Some types of justifications:
- Self-evident: the claim is the evidence. For example: we claim that Tuesdays have the highest average sales in the past year, and our evidence is that we have tabulated sales for each day over the past year. No further justification is needed.
- A model, e.g. a regression model as the evidence. When we present a regression model as part of our solution, we implicitly have a sub-claim here: the model is accurate enough. Our justification would be something like cross-validation with accuracy measured in dollars, for example.
- Be aware of rebuttals to our arguments
This is probably etched to the minds of everyone who has spent their time debating—rebuttals are important so that we can make a water-tight argument. It's really helpful to think about rebuttals in the context of data problems, though. Example: when doing a drug trial using randomized controlled trial, we might have justify that we have evidence of causal relationships. Common rebuttals would be something along the line: what if the sample size is too small? What if the randomization is improper? What about other confounding factors?
- Patterns of reasoning provide us a bag of tricks that we can use to build our arguments
The great thing about studying arguments is that arguments have long been studied, so we can draw inspiration from those prior studies and apply them in the context of data problems. Once you know common patterns of arguments, you will: a) start to notice that these patterns come up a lot over and over again, even when working in data problems, and b) you will be able to come up with rebuttals to your arguments faster.
Of course, we cannot just take the structure of arguments from other disciplines and use them for data problems without changing anything—we need to modify them to fit our needs in terms of data problems. This is the focus of the last 1/3 of the book.
There are many, many examples of these and they are worth going through one by one. By the end of the section I was pretty awed because they definitely have come up a lot when I was working on data problems.
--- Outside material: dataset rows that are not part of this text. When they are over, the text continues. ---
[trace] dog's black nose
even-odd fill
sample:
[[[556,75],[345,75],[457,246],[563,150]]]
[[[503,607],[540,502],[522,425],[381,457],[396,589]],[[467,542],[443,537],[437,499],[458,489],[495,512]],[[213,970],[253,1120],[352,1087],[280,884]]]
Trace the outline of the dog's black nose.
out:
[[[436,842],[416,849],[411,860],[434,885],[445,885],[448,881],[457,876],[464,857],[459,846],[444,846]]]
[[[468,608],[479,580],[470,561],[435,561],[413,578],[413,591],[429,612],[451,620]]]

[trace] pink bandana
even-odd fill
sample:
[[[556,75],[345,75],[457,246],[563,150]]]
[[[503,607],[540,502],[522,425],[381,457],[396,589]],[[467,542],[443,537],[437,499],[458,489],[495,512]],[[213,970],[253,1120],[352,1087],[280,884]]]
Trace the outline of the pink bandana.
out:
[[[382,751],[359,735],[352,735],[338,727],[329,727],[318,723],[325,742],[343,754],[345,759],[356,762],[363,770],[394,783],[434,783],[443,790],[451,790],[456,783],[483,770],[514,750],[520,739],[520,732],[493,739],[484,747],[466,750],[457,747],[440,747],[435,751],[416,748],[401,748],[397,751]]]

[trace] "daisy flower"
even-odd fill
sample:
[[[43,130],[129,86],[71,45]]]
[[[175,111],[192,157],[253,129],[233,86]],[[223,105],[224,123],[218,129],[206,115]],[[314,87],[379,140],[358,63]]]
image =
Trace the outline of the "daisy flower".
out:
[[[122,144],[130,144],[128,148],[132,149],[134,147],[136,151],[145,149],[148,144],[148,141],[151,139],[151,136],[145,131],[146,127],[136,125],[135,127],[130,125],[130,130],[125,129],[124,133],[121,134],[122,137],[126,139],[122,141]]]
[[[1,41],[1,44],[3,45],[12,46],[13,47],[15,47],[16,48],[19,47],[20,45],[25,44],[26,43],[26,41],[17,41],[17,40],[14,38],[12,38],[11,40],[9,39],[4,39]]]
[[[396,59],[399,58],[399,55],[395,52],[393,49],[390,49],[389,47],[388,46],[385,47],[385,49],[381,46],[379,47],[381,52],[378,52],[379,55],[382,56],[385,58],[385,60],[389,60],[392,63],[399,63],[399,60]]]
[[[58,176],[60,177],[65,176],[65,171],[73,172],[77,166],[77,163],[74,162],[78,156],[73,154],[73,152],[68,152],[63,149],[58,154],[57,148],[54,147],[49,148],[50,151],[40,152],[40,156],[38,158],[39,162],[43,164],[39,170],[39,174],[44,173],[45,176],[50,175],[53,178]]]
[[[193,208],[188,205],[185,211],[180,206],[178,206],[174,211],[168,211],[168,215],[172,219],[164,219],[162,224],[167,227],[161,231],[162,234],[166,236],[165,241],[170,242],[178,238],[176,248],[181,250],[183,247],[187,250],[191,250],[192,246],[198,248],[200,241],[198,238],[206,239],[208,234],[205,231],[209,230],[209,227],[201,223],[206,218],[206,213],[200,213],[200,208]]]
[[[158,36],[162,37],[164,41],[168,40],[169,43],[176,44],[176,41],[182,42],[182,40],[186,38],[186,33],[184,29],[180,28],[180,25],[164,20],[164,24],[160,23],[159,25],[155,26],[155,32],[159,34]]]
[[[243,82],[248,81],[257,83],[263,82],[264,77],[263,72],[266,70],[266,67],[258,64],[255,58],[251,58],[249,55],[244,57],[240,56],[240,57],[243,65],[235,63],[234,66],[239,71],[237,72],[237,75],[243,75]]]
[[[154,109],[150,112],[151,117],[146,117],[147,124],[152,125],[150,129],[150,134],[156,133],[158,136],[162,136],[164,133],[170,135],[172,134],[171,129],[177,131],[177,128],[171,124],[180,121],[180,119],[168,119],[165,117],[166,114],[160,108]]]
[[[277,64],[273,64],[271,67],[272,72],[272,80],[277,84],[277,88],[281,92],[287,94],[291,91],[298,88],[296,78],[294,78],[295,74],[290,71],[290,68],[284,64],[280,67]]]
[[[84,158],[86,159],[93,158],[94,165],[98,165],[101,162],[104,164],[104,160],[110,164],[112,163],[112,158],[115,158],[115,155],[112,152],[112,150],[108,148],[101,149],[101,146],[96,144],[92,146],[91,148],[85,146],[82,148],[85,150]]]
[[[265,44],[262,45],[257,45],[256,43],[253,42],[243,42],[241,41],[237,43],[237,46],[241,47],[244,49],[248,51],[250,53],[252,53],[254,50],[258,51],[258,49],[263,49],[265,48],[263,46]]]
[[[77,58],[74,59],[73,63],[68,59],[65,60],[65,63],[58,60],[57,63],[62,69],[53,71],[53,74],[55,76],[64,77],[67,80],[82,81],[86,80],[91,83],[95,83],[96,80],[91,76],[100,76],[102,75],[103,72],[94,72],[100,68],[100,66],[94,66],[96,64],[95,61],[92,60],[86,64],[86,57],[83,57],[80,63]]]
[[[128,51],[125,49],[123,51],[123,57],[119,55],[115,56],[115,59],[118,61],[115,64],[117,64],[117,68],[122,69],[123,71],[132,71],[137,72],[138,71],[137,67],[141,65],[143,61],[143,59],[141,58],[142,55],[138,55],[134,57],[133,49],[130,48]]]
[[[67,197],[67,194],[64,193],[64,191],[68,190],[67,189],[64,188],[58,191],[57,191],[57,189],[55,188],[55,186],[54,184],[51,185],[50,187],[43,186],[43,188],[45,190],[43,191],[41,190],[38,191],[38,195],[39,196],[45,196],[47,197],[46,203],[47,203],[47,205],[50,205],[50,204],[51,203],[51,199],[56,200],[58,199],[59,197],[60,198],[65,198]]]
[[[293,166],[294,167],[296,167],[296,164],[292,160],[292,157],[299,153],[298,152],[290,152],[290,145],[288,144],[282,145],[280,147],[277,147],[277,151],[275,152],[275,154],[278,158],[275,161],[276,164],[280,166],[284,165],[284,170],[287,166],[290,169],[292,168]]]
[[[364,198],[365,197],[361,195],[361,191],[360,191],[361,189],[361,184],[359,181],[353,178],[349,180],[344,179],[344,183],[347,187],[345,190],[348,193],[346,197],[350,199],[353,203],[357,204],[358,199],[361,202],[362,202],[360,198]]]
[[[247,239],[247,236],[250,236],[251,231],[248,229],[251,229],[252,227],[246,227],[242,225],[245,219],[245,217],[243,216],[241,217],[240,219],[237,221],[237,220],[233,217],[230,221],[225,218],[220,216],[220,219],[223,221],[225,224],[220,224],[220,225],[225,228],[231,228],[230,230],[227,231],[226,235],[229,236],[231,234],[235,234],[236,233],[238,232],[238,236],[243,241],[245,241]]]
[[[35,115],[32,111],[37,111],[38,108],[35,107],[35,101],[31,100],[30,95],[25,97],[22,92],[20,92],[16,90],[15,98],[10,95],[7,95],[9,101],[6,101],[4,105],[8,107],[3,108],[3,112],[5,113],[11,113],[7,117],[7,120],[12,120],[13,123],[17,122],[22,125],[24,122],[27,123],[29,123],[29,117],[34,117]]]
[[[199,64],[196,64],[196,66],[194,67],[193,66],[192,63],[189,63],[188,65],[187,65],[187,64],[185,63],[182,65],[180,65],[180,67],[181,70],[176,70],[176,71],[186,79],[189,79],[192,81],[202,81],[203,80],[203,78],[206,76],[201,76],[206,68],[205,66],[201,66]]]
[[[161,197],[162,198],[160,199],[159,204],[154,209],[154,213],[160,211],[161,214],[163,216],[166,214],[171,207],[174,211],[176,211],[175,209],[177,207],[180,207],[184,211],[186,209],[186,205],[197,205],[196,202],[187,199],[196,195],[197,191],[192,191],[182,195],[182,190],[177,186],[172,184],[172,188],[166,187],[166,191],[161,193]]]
I just didn't know that there are names for such patterns, and knowing the common rebuttals for each pattern definitely helps me a lot in making sure that my arguments are sound.
Here is an example: the general-to-specific pattern refers to beliefs that a general pattern infers results for particular examples. In terms of data this is something like using statistical model to make inferences (building a statistical model, on the other hand, corresponds to a specific-to-general pattern). The common rebuttal would be something along "this example may not have the properties of the general pattern" or "this is probably an outlier".
I think anyone who wants to be a good data practitioner beyond fitting models should definitely read this book cover-to-cover. However, I think if I had read this book a few years ago fresh out of school with no idea of how a real-world project looks like, I would have just skimmed through it without getting much out of it. I'd still encourage my old self to read it and take notes, but I'd also tell her to revisit it a second time sometime later.
I also think that this book may be too elementary for those who have had trainings and experiences in project/product management or business analysis, so if you've already had ample experience in those fields or topics, you may want to skip this one.
Personally, though, I resonate with this book so much and I feel like I'm reading it at the right time too.